Some Dearborn students, who already built and programmed robots at school, said they appreciated learning how to code a different technology: voice-activated helpbots. Alexa uses a range of AI technologies including automatic speech recognition.

At least some students also said they have privacy and other concerns about the AI-assisted devices.

Amazon records consumers’ conversations with its Echo speakers after a person says a “wake word” such as “Alexa.” Amazon can use your interactions with Alexa unless users opt out target them with ads or use their voice recording train its AI model, Last week, Amazon agreed to pay $25 million to settle federal allegations that it kept voice recordings of children indefinitely, in violation of a federal online children’s privacy law. The company said it disputed the allegations and denied it violated the law. The company said customers can review and delete their Alexa voice recordings.

But the one-hour workshop led by Amazon had no impact on the company’s data practices.

Dearborn STEM students regularly investigate technology. Several years ago, the school launched a course in which students used AI tools to create deepfake videos — that is, false content — and check the results. And the students had thoughts about the virtual assistant they were learning to program that morning.

“Did you know there’s a conspiracy theory that Alexa listens to your conversations in order to show you ads?” asked a ninth grader named Ebony Maxwell.

“I’m not afraid to hear it,” said ninth-grader Lania Sanders. Still, Ms. Sanders said she refrained from using voice assistants because “I want to do it myself.”
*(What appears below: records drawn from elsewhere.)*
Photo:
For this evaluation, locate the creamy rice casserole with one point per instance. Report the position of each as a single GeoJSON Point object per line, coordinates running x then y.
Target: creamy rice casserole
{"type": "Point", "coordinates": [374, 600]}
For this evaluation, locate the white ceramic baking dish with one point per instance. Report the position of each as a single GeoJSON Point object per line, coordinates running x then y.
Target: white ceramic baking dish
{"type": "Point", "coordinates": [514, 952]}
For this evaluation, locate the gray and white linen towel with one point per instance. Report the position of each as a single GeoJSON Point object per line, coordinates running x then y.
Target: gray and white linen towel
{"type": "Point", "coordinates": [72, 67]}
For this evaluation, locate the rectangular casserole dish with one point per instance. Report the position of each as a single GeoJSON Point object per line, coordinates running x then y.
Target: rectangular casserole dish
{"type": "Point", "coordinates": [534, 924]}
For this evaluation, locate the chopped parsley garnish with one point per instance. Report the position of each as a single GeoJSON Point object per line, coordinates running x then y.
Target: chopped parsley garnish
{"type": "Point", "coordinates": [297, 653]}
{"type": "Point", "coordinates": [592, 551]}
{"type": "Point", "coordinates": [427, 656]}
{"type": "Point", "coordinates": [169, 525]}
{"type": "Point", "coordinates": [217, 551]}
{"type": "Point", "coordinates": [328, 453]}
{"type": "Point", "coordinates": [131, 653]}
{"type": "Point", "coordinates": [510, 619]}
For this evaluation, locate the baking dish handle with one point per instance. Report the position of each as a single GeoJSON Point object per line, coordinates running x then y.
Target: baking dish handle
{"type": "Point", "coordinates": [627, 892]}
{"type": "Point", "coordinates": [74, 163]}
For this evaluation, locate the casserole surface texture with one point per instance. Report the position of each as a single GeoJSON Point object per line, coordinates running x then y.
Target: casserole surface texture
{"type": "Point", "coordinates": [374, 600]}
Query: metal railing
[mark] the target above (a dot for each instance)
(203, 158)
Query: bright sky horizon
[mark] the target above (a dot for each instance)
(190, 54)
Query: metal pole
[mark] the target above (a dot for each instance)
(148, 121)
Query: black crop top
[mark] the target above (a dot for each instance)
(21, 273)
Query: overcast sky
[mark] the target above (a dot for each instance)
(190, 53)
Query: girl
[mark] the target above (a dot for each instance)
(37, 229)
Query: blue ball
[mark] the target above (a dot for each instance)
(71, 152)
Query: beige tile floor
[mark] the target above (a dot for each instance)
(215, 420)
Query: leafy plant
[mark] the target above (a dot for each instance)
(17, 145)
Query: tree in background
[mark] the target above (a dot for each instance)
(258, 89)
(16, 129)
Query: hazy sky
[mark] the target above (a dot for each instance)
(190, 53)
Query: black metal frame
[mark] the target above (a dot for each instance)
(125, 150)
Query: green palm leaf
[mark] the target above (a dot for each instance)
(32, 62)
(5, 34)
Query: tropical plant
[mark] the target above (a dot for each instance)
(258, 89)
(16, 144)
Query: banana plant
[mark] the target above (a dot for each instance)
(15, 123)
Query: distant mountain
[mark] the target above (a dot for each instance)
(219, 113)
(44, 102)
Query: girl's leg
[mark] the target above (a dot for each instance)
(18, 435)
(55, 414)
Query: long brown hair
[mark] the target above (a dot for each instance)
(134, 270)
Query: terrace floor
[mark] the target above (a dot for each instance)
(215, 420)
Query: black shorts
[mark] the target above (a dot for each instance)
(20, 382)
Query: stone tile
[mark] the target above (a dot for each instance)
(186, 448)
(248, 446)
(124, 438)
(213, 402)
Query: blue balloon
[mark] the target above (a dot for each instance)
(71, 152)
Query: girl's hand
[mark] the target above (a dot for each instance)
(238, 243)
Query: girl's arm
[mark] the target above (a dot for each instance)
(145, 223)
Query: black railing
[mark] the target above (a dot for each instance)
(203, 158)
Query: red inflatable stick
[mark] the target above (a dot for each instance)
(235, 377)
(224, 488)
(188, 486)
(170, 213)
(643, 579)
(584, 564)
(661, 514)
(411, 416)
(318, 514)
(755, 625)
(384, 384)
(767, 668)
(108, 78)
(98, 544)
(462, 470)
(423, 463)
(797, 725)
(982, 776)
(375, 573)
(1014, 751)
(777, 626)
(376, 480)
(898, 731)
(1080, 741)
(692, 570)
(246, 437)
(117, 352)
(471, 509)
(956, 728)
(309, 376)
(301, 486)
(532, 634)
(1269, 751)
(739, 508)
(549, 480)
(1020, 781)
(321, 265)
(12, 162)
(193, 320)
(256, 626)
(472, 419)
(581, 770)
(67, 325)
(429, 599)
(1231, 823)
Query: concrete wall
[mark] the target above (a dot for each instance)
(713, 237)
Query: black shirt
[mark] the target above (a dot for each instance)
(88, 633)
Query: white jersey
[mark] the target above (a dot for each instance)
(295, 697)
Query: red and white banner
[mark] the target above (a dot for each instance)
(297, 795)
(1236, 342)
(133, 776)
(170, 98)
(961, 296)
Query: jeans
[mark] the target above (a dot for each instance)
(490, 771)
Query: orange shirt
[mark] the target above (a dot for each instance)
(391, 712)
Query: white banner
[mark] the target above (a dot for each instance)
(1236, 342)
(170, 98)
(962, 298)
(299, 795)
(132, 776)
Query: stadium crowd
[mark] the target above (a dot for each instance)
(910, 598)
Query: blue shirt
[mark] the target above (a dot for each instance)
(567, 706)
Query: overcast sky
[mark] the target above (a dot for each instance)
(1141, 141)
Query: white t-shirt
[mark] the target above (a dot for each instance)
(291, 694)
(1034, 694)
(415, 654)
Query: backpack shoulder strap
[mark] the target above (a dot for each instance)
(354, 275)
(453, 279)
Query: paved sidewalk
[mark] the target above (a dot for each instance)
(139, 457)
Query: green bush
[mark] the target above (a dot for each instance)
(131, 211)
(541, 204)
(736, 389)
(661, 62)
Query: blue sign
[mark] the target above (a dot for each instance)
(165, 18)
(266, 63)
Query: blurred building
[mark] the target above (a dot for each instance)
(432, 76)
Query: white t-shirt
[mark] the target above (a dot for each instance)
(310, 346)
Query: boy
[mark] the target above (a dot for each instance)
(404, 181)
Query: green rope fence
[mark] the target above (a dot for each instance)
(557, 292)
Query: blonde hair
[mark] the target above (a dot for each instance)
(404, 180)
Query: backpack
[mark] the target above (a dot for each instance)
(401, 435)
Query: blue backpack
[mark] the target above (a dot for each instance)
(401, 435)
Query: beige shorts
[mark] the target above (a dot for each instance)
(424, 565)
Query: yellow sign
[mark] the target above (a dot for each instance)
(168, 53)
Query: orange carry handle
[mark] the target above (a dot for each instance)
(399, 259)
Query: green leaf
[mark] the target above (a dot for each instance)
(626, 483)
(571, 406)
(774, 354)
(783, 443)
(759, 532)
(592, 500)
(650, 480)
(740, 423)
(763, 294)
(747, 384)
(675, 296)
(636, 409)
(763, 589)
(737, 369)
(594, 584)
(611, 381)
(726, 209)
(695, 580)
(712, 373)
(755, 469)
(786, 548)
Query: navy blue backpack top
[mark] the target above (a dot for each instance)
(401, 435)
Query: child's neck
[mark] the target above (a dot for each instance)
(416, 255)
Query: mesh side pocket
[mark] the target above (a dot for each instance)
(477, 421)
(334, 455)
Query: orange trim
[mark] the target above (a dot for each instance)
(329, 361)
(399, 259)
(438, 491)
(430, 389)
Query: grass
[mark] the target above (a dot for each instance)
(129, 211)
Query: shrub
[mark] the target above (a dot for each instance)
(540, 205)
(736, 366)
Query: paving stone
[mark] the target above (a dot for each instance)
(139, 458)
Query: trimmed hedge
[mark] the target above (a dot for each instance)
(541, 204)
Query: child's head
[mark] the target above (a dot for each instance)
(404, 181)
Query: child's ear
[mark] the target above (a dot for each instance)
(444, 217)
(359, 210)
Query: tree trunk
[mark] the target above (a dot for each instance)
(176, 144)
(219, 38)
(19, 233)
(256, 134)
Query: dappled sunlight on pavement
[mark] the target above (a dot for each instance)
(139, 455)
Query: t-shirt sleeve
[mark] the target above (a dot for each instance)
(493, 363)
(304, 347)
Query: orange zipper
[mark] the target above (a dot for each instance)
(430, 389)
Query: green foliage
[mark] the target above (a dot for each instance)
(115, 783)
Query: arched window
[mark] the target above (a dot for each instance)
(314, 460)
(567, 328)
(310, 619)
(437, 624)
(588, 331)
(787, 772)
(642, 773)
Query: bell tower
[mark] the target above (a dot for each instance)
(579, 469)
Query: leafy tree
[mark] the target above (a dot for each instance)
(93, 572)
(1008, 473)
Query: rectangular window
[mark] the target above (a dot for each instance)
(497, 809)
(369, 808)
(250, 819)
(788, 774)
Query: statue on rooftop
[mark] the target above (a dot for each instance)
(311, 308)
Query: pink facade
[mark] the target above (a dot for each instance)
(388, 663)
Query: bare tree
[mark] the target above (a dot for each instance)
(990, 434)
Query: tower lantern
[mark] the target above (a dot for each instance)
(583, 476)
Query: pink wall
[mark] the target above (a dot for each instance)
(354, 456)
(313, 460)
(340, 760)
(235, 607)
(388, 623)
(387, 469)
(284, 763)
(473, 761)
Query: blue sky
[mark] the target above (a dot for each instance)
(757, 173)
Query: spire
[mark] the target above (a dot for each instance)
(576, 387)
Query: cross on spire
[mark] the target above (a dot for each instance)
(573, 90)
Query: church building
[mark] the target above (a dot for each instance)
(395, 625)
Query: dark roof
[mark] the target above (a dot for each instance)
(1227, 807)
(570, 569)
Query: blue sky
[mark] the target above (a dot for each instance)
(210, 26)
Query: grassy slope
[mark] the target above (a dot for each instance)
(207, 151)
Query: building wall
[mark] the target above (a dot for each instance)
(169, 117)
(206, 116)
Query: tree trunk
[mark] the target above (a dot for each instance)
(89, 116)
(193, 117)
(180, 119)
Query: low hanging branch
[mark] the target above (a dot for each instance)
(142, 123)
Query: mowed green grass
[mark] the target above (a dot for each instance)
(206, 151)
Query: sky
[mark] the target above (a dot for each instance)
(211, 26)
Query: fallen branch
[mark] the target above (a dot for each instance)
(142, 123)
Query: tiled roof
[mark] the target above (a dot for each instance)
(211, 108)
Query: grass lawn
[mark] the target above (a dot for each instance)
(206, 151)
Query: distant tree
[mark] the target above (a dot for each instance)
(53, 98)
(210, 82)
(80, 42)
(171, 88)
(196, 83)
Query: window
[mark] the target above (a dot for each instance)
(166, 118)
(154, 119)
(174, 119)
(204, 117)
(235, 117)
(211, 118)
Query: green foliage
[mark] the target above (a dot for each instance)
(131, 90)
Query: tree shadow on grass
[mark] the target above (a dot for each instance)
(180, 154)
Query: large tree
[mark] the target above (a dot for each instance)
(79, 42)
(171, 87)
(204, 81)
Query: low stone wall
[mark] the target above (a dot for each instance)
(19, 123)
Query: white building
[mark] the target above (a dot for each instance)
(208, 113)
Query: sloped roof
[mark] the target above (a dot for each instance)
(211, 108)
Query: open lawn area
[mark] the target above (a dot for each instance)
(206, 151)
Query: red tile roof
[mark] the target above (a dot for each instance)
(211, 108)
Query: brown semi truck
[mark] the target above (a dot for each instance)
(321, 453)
A few miles away at the Edward M. Kennedy Institute for the United States Senate, an education center that houses a full-scale replica of the U.S. Senate chamber, dozens of students at the Warren Prescott School in Charlestown, Mass., were making a different discovery. Subject: AI Policy and Security Regulations.

Taking on the roles of senators from various states, middle school students participated in a mock hearing in which they debated provisions of the fictional AI protections bill.

Some students wanted to ban companies and police departments from using AI to target people based on data such as their race or ethnicity. Others wanted schools and hospitals to assess their fairness before deploying AI systems.

Exercise was not unfamiliar to middle school students. Nancy Arsenault, an English and civics teacher at Warren Prescott, said she often asks her students to consider how digital tools have affected them and the people they care about.

“As much as students love technology, they are well aware that unfettered AI is not something they want,” she said. “They want to see limits.”